You are given a string containing only 4 kinds of characters 'Q', 'W', 'E' and 'R'.

A string is said to be balanced if each of its characters appears n/4 times where n is the length of the string.

Return the minimum length of the substring that can be replaced with any other string of the same length to make the original string s balanced.

Return 0 if the string is already balanced.

Example 1:

Input: s = "QWER"
Output: 0
Explanation: s is already balanced.

Example 2:

Input: s = "QQWE"
Output: 1
Explanation: We need to replace a 'Q' to 'R', so that "RQWE" (or "QRWE") is balanced.

Example 3:

Input: s = "QQQW"
Output: 2
Explanation: We can replace the first "QQ" to "ER". 

Example 4:

Input: s = "QQQQ"
Output: 3
Explanation: We can replace the last 3 'Q' to make s = "QWER".

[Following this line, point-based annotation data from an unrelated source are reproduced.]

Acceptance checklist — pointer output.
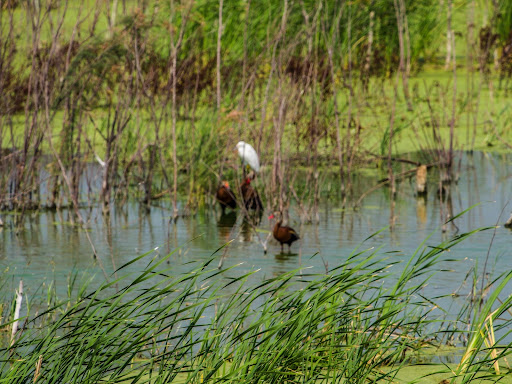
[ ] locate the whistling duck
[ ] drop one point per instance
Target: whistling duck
(250, 196)
(285, 235)
(225, 196)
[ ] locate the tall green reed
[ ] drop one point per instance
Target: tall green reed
(358, 322)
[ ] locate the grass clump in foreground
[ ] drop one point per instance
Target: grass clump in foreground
(357, 323)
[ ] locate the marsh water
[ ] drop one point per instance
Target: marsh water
(47, 249)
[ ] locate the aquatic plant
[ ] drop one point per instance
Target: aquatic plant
(356, 323)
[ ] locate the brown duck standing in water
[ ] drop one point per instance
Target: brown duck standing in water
(285, 235)
(250, 196)
(225, 196)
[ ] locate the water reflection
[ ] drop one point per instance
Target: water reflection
(48, 246)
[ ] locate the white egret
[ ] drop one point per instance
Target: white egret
(248, 155)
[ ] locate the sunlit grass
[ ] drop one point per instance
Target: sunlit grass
(357, 323)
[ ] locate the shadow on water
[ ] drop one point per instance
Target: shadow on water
(49, 247)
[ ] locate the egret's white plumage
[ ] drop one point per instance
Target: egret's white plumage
(248, 155)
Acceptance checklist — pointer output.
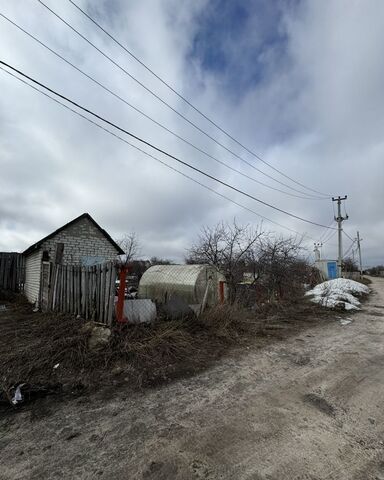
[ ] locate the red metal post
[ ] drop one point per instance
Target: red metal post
(121, 296)
(221, 292)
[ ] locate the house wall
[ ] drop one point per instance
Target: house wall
(82, 239)
(32, 276)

Solution: (Sliding Window)

Approach: Count number of each occurrences of each character. If any char occurs more then count the number of times it occurs more. Find the minimum windows substring to eliminate this additional count

class Solution
{
public:
    int balancedString(string s)
    {

        int n = s.length();
        int max = n / 4;
        int e = 0, w = 0, q = 0, r = 0;

        for (int i = 0; i < s.length(); i++)
        {
            if (s[i] == 'Q')
            {
                q++;
            }
            else if (s[i] == 'W')
            {
                w++;
            }
            else if (s[i] == 'E')
            {
                e++;
            }
            else
            {
                r++;
            }
        }

        int qc = max - q > 0 ? 0 : q - max;
        int qw = max - w > 0 ? 0 : w - max;
        int qe = max - e > 0 ? 0 : e - max;
        int qr = max - r > 0 ? 0 : r - max;

        if (qc + qw + qe + qr == 0)
        {
            return 0;
        }

        int i = 0;
        int start = 0;

        int cc = 0, cw = 0, ce = 0, cr = 0;
        int minLen = INT_MAX;

        while (i < s.length())
        {
            if (s[i] == 'Q')
            {
                cc++;
            }
            else if (s[i] == 'W')
            {
                cw++;
            }
            else if (s[i] == 'E')
            {
                ce++;
            }
            else
            {
                cr++;
            }

            while (start <= i && cc >= qc && cw >= qw && ce >= qe && cr >= qr)
            {
                if (s[start] == 'Q')
                {
                    cc--;
                }
                else if (s[start] == 'W')
                {
                    cw--;
                }
                else if (s[start] == 'E')
                {
                    ce--;
                }
                else
                {
                    cr--;
                }

                minLen = min(minLen, i - start);
                start++;
            }

            i++;
        }

        return minLen + 1;
    }
};

Time Complexity: O(n)